Пэйринг и персонажи
Метки
Драма
Психология
Романтика
AU
Нецензурная лексика
Частичный ООС
Алкоголь
Как ориджинал
Отклонения от канона
Серая мораль
Элементы ангста
Курение
Служебный роман
ОЖП
ОМП
Измена
Преступный мир
Преканон
Психологическое насилие
Россия
Полицейские
1990-е годы
Борьба за отношения
Любовный многоугольник
1980-е годы
Нежелательные чувства
Советский Союз
Нежелательная беременность
Описание
Взмах крыльев бабочки может кардинально поменять историю. Что уж при таком раскладе говорить об отношениях Даши Ларионовой и одного криминального авторитета, завязавшихся на лавочке её подъезда? Нужно было с самого начала понимать, что ни к чему хорошему это бы не привело.

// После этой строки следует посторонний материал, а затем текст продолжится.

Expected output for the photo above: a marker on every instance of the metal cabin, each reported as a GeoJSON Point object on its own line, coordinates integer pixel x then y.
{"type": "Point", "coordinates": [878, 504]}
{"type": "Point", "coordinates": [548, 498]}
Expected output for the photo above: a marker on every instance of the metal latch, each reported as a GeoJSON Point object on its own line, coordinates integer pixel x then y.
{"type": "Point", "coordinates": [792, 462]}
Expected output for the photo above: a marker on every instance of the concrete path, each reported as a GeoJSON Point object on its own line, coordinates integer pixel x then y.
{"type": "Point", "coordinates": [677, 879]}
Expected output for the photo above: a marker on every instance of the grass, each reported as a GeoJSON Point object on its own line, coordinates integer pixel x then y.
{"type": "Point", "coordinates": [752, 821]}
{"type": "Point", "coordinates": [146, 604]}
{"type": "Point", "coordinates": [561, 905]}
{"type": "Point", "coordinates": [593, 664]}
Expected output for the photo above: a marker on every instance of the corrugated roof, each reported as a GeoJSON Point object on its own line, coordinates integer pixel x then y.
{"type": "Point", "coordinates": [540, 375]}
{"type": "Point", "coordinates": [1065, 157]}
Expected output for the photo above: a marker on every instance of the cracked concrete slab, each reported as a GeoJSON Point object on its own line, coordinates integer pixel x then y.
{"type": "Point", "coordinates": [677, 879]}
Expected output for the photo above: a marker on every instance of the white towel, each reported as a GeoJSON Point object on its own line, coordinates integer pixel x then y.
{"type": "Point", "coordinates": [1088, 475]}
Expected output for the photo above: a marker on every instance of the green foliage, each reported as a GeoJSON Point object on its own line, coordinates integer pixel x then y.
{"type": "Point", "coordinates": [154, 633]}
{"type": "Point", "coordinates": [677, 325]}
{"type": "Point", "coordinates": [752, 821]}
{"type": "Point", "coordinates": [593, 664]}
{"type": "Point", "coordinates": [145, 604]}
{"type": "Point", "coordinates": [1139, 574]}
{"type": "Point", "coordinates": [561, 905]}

Но сейчас, когда все вокруг идут ва-банк, когда ставят на удачу свои и чужие жизни... Какой смысл, с чего всё началось?
Какой смысл, к чему всё приведёт?
Примечания
Я сама не знаю, чем кончится эта история. Но руки чешутся. Значит, чешем их - об клавиатуру.
🖤 https://t.me/+N16BYUrd7XdiNDli - ссылка на авторский телеграм-канал, где собраны мои мысли, фото/видеосклейки, ответы на вопросы читателей. Заходим, не стесняемся 💋
🏆 №1 в «Популярном» по фандому – 7.12.2023
1989. Глава 6.
21 января 2024, 12:00
Мир потерял краски. Ещё вчера такая яркая, золотая осень к утру следующего дня сделалась для Ларионовой серой. Главное здание университета, прошлым днём улыбавшееся ей мириадами окон, превратилось в великолепный в своём нагромождении похоронный обелиск — такой же серый, как и небо, как машины, как воздух…
И единственным, что в этом сером мире осталось ярким, были Дашины глаза — красные…
…Ночь с четвёртого на пятое октября была самой худшей ночью, какую Даша за всю эту осень пережила. Глаза удавалось сомкнуть даже в день, когда Мухин, очарованный кудрявой шваброй с Люберец, подставился под Ларионовскую пощечину, а она сама встретила рассвет, едва найдя в себе желание укрыть оледеневшие ноги. Даже тогда…
А теперь — никак. Слёзы не кончались, сколько б Даша не старалась прорыдаться. Но это было всё равно, что попытаться осушить Мировой Океан, всё равно, что растопить Антарктиду.
Ларионовой одного имени, мелькнувшего в потоке мыслей и воспоминаний, хватало, чтоб только-только умытые щёки снова намокли под солёным градом её слёз.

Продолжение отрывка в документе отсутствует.